Les surprenants antécédents juifs du fish and chips
Remontant aux crypto-juifs du XVIe siècle fuyant l'Inquisition portugaise, le plat préféré des Anglais a même été décrit par Thomas Jefferson comme "un poisson à la juive"
The Nosher via JTA – Vous serez peut-être surpris d’apprendre que le fish and chips, bien que très populaire en Angleterre depuis ce qui semble être une éternité, était en fait une spécialité des Juifs séfarades portugais qui ont fui l’Inquisition au 16e siècle et trouvé refuge dans les îles britanniques. Le célèbre chef cuisinier Jamie Oliver en a parlé récemment dans un article du New York Times, ajoutant que « les plats évoluent, influencés par le commerce, la guerre, la famine et cent autres forces ».
Parmi ces « autres forces » figurent les plats nés de rituels religieux. Pour les Juifs pratiquants, le poisson est « parve » – un aliment neutre, c’est à dire ni carné ni lacté, dans la loi de la casheroute, qui interdit le mélange de viande et de produits laitiers. Il était donc facile d’éviter d’éventuelles infractions tout en permettant de servir les produits laitiers au même repas.
Le poisson était particulièrement important pour les marranes, les fameux crypto-juifs, qui prétendaient être chrétiens pendant l’Inquisition. Ils mangeaient du poisson le vendredi, quand la viande était interdite par l’Eglise, et en gardaient aussi pour manger froid le lendemain au déjeuner et éviter de cuisiner le Shabbat.
La friture était toute naturelle pour les cuisiniers juifs à la maison – pensez aux crêpes de pommes de terre et aux beignets frits si caractéristiques des fêtes de Hanoukka – et lorsque la communauté juive a commencé à prospérer en Angleterre, son bien-aimé poisson frit et pané a connu son heure de gloire dans tout le pays.
Selon « The Book of Jewish Food » de Claudia Roden, Thomas Jefferson en a goûté lors d’un voyage à Londres et a dit qu’il mangeait « du poisson à la juive » pendant sa visite.
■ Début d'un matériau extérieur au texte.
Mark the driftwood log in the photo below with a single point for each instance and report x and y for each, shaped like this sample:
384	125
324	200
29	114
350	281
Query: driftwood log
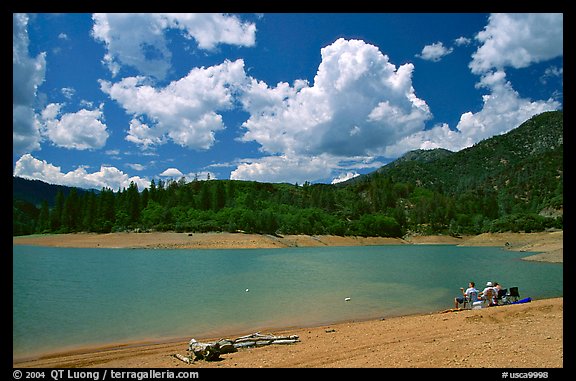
212	351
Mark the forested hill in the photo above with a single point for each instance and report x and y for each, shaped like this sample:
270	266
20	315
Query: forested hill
511	182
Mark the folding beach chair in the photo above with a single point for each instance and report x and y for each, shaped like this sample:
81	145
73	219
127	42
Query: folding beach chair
513	295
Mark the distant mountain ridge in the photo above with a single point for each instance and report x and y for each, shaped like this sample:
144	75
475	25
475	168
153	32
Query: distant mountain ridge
510	182
533	141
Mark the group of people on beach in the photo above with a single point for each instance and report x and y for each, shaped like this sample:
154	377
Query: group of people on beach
471	294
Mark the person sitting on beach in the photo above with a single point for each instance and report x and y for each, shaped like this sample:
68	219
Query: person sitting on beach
465	295
489	294
500	293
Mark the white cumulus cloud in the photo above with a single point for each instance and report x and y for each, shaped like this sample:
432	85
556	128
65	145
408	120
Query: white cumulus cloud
518	40
27	74
138	39
107	177
435	52
185	111
79	130
359	103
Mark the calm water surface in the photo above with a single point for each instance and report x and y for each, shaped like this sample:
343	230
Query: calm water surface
64	297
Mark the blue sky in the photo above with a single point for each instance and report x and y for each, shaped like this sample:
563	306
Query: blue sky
100	100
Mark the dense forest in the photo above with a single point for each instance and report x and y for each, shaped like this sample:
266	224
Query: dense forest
511	182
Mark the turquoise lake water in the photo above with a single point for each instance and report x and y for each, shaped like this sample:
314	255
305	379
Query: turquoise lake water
65	298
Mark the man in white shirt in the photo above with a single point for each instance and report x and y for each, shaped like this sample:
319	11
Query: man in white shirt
470	295
489	292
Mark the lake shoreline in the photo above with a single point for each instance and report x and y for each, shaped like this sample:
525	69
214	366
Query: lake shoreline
548	245
450	340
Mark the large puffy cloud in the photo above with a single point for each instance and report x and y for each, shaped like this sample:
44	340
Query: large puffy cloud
27	74
138	40
508	40
518	40
502	110
185	110
107	177
79	130
359	104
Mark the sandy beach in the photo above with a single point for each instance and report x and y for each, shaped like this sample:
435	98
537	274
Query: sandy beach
526	335
549	245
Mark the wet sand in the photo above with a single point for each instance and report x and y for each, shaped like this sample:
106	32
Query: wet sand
524	335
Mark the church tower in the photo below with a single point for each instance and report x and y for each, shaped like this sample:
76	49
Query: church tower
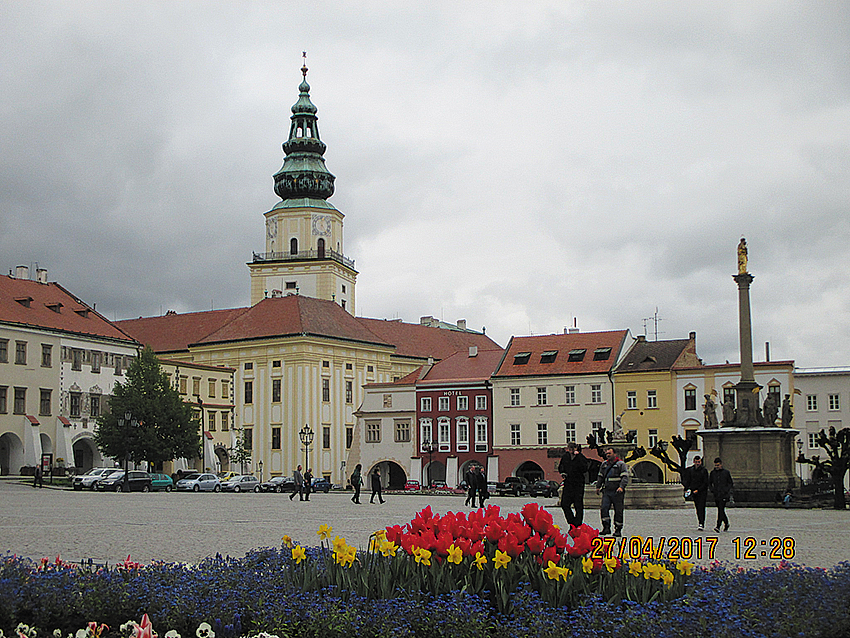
304	247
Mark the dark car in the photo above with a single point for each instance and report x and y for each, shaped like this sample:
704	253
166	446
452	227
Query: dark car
546	489
279	484
137	481
321	485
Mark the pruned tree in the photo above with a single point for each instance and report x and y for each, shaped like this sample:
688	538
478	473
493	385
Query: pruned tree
163	427
837	446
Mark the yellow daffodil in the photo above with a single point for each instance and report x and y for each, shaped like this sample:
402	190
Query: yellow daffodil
553	572
455	554
423	556
339	544
501	559
667	577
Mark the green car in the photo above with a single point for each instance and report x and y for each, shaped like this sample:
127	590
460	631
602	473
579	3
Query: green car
161	482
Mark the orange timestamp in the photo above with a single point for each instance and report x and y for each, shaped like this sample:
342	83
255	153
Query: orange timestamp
662	547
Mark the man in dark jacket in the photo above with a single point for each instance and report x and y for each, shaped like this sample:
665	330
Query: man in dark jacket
696	482
573	468
720	484
612	480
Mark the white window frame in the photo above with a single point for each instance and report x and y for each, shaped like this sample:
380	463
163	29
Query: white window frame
514	397
652	399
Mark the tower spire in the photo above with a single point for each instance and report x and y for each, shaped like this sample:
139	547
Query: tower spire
303	174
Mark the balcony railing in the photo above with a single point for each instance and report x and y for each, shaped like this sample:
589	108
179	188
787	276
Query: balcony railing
305	255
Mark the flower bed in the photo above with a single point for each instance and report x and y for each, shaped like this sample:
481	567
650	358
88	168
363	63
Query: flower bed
456	575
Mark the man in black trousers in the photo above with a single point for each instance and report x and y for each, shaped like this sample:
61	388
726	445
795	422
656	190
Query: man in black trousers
573	467
696	482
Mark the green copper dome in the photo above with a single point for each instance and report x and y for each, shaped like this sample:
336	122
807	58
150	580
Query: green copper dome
303	174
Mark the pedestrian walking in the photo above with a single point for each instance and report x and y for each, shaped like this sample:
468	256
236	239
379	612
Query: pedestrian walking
308	483
695	480
612	481
720	484
299	484
573	468
376	486
356	482
471	487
Alexis Soyer, un cuisinier français qui est devenu un chef célèbre dans l’Angleterre victorienne, a inclus une recette pour « Fried Fish, Jewish Fashion » dans la première édition de son livre de cuisine de 1845 « A Shilling Cookery for the People ». La recette de Soyer note que la « manière juive » consiste à utiliser de l’huile plutôt que de la graisse de viande (probablement du saindoux), ce qui rend le plat meilleur au goût, mais aussi plus cher.
Il y a un différend au sujet des tenants et des aboutissants des frites. Beaucoup d’historiens affirment que la pomme de terre coupée et frite a été inventée en Belgique et, remplaçaient le poisson pendant les périodes difficiles. La première fois que le mot « chips » a été utilisé, c’était en 1859, dans « A Tale of Two Cities » de Charles Dickens : « copeaux de pommes de terre, frits dans quelques gouttes d’huile. »
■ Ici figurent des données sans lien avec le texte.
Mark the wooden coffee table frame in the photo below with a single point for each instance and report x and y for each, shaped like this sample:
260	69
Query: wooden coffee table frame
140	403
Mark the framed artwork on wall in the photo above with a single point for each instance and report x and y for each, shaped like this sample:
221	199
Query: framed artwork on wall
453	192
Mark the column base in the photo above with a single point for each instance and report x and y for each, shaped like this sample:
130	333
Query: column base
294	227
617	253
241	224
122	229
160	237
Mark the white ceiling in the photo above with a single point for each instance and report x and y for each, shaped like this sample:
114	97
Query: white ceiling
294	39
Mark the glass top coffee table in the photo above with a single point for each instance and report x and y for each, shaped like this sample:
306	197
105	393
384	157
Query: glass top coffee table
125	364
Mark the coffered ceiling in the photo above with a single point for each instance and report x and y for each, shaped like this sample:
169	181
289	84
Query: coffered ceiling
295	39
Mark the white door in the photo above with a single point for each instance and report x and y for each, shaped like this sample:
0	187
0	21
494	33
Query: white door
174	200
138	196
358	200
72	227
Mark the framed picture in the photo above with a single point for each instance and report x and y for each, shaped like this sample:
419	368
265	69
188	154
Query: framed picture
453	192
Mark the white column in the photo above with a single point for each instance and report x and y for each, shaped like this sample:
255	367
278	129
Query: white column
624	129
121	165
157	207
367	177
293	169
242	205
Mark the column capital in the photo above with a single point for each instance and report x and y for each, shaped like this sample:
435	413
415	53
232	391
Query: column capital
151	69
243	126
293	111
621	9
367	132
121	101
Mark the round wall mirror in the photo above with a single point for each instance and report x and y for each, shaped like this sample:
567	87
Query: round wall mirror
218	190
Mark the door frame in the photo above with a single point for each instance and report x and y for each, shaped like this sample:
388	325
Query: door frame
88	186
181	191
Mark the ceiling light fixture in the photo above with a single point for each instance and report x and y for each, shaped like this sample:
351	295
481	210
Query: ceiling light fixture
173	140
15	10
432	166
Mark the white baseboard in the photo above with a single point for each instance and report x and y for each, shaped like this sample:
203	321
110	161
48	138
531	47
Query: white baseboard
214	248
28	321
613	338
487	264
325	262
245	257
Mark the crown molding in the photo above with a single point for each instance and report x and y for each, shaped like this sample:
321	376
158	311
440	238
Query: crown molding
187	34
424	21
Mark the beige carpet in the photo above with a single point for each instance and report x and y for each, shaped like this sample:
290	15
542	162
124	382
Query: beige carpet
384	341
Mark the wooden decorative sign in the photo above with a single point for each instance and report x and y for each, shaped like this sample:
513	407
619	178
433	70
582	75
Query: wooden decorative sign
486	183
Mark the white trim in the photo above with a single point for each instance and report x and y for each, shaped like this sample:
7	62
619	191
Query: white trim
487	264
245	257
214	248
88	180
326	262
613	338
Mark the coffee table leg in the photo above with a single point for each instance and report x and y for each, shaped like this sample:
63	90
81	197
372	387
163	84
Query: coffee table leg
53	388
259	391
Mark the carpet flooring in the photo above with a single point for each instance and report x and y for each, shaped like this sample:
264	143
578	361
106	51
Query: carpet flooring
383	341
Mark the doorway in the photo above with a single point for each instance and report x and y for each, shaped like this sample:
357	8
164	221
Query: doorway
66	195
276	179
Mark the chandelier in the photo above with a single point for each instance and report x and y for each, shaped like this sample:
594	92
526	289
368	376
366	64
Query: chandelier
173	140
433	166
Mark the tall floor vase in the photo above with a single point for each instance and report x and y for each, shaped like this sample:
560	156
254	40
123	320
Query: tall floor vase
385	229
Le mariage officiel du poisson et des frites n’a eu lieu que quelques années plus tard. Bien que certains le contestent, la plupart des autorités disent que c’est grâce à un cuisinier juif, cette fois un jeune immigrant ashkénaze nommé Joseph Malin, qui a ouvert la première friterie britannique à Londres en 1863. Le magasin a connu un tel succès qu’il est resté en activité jusqu’aux années 1970.
Qui aurait pu prévoir que des immigrants juifs craintifs cachant leur vraie religion et pratiquant en secret seraient à l’origine de la création de l’un des plats les plus emblématiques du Royaume-Uni ? Le plat qui, selon Winston Churchill, a aidé les Britanniques à vaincre les nazis, la nourriture de réconfort qui, selon George Orwell, aidait à garder les masses heureuses et à « éviter la révolution ». Le plat, soit dit en passant, était parmi les seuls aliments qui n’ont jamais été rationnés en temps de guerre parce que le gouvernement britannique pensait que préserver l’accès à ce plat était un moyen de maintenir le moral. Et c’est précisément ce plat qui continue à être un pilier de l’alimentation britannique.
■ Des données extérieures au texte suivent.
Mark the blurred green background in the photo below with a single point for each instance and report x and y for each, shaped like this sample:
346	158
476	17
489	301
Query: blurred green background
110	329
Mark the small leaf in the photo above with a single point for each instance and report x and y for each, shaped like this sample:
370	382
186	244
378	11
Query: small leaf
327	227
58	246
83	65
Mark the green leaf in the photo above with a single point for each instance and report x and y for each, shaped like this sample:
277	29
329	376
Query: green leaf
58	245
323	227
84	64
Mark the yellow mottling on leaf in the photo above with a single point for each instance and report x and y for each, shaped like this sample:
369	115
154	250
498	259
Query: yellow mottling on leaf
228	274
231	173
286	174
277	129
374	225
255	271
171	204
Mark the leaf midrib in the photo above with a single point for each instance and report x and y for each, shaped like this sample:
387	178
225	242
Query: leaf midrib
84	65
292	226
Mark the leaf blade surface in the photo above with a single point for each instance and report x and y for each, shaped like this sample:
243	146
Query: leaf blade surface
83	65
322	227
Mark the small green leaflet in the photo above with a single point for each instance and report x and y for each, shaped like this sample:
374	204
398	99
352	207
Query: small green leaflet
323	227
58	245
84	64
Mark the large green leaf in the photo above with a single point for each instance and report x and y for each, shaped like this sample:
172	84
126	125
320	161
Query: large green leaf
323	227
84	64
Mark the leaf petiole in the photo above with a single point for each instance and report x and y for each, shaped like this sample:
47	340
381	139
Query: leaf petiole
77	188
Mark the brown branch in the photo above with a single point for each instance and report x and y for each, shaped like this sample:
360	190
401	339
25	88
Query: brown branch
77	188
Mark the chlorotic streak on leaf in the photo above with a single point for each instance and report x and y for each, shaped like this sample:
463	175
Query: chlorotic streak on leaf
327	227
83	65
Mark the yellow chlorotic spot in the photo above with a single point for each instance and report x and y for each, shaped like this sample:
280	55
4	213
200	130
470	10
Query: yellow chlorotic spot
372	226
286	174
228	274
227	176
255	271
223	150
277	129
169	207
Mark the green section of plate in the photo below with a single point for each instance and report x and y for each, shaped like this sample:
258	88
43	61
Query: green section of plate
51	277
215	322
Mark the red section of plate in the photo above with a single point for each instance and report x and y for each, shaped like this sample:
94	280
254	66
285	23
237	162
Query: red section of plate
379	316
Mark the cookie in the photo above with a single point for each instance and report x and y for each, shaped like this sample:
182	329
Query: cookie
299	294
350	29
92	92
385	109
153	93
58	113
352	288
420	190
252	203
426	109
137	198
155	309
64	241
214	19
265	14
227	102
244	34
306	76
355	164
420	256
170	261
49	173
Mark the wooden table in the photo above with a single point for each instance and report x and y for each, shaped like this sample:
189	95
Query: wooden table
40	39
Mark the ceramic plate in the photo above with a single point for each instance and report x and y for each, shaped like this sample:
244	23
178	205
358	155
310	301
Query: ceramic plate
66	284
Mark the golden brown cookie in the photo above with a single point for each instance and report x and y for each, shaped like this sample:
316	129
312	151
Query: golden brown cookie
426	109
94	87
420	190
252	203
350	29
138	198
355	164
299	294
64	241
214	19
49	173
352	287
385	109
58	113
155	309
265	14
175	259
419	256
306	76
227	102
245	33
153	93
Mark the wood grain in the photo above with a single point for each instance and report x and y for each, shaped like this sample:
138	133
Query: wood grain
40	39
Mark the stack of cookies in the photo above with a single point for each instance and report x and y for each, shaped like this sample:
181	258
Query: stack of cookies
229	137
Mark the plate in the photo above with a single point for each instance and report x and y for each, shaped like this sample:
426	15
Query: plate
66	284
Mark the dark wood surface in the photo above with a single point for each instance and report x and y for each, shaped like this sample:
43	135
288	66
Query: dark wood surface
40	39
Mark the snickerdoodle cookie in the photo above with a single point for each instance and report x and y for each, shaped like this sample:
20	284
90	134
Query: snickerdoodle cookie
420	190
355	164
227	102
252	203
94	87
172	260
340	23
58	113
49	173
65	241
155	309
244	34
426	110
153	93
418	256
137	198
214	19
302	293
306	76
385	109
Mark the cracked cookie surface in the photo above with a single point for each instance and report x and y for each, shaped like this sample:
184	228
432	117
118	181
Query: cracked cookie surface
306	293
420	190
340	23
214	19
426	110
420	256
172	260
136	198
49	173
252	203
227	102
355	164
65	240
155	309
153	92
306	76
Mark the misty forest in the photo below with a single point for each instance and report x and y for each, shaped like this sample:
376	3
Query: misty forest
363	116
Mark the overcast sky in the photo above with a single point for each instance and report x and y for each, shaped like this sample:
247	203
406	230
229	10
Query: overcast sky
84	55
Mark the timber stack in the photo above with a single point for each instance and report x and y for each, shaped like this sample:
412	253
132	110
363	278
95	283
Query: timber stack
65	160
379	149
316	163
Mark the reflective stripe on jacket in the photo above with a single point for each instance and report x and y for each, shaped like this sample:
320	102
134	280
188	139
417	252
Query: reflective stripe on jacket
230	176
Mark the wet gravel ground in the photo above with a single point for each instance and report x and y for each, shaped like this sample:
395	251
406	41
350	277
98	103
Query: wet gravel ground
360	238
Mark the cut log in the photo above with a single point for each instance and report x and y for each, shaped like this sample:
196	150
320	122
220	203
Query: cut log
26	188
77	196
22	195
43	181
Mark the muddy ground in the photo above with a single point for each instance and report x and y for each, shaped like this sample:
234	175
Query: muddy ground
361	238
Pensez-y la prochaine fois que vous vous régalerez de cette recette – Juive ? Britannique ? – centenaire.
De nos jours, certains restaurants donnent une nouvelle tournure au fish and chips. En croûte d’amande. Cuit au four au lieu d’être frit. Enrobé de quinoa. Frites de patates douces au lieu de frites de pommes de terre. Et tout cela est très bien ; comme Oliver le dit, « les plats évoluent ». Mais l’original fish and chips n’est pas en voie de disparition, comme c’est souvent le cas des bonnes recettes.